Le parole di Mara Malavenda, dirigente nazionale dello Slai-cobas che, insieme allo studio dell’avvocato Senatore di Napoli e all’avv. Natalia Branda di Diamante, hanno lottato insieme ai lavoratori, sono la sintesi migliore di quanto sia stato difficile ottenere questo primo risultato:
“Nel trentennale silenzio, ancora incombente, delle istituzioni preposte al controllo della salute in fabbrica e del territorio, (sindacati confederali e partiti di centrodestra, centrosinistra, e media collegati), oggi la Marlane Marzotto è sotto processo… le gravi colpe aziendali e le inquietanti relazioni di complicità di chi, preposto alla tutela dei lavoratori, ha invece ‘tutelato’ l’illecito comportamento aziendale e consentito la strage e l'irreparabile disastro ambientale, mentre è ancora in atto lo stillicidio dei morti e dei malati di cancro ad anni dalla chiusura degli impianti.
Bisogna impedire il tentativo strisciante di ammorbidire il processo a favore della Marzotto ed a discapito dei lavoratori.

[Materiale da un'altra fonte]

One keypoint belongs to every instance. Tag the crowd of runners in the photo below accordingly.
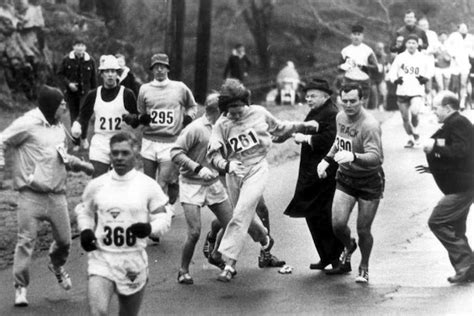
(219, 160)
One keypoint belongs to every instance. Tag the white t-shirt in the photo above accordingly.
(118, 202)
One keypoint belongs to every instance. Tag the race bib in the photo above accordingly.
(244, 141)
(62, 153)
(162, 117)
(116, 231)
(343, 143)
(110, 123)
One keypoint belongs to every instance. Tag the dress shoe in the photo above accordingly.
(319, 266)
(340, 269)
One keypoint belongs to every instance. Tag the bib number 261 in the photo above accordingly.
(244, 141)
(118, 236)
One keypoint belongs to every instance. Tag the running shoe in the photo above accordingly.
(20, 296)
(227, 274)
(62, 276)
(363, 276)
(209, 245)
(410, 144)
(185, 278)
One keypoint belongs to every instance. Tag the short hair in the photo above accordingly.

È inquietante che invece di costituirsi come d’obbligo parte civile il Ministero dell’Ambiente, la Regione Calabria, la Provincia di Cosenza, e lo stesso Comune di Praia a Mare (col sindaco indagato), continuino a sottrarsi alla difesa dei lavoratori, dei cittadini e dell’ambiente!
Ma come aspettare qualcosa di diverso quando tra gli avvocati di parte aziendale che hanno puntato alla prescrizione dei reati troviamo Giuliano Pisapia, di Rifondazione comunista e candidato sindaco a Milano nelle prossime amministrative?!
Forse perché a lor vedere la nomenclatura dei nomi ‘eccellenti’ tra i 14 indagati a vario titolo è più importante delle centinaia di lavoratori morti ammazzati o ammalati di cancro?! Ma come lavoratori sappiamo di avere le spalle larghe e di dover contare solo ed innanzitutto sulle nostre forze: come lavoratori e Slai-cobas abbiamo trascinato la Marzotto in Tribunale e sappiamo che, per avere ‘giustizia’, dobbiamo continuare così ”.